Huerta meets with, inspires students

Christian Pardo Villa and Rio Popper

Students and teachers met American labor leader Dolores Huerta at the 13th Annual Anne & Loren Kieve Distinguished Lecture at Stanford Jan. 11. Huerta was originally an activist working towards greater equality for latinos. Recently, she has continued this goal while also focusing on gender equality.

“I wanted to bring students, preferably Latina females, to see Huerta,” history teacher Teresa Yeager said. “I wanted them to be empowered. When I was in college, one of the most valuable things I got to do was see speakers that visited campus. They really broadened my worldview and showed me other voices. I wanted to show [the students] that same experience.”

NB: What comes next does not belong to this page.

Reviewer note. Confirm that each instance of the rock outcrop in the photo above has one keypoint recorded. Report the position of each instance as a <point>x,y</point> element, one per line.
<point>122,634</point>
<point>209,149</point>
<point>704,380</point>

Yeager took several students and teachers with her, including senior Alejandra Sanchez.

“It was very motivating to see what someone who is similar to me in certain ways can accomplish,” Sanchez said.

Now 87, Huerta is in large part responsible for the increase in rights for Farmworkers in the 1960s and 1970s. A recent documentary on her life, ‘Dolores,’ premiered Jan. 2017, the night before one of the largest women’s marches in history.

At the lecture, Huerta highlighted how latinos could be heard in the current political climate and how they could support one another.

“Even at 87, she’s just a badass,” Yeager said.

Huerta became the cofounder of the National Farmworkers Association with companion Larry Itliong. Huerta was also involved in the Delano grape strike, which took place on Sept. 8, 1965. This strike went on for five years, from 1965 to 1970. Huerta also worked closely with union leader and labor organizer Cesar Chavez.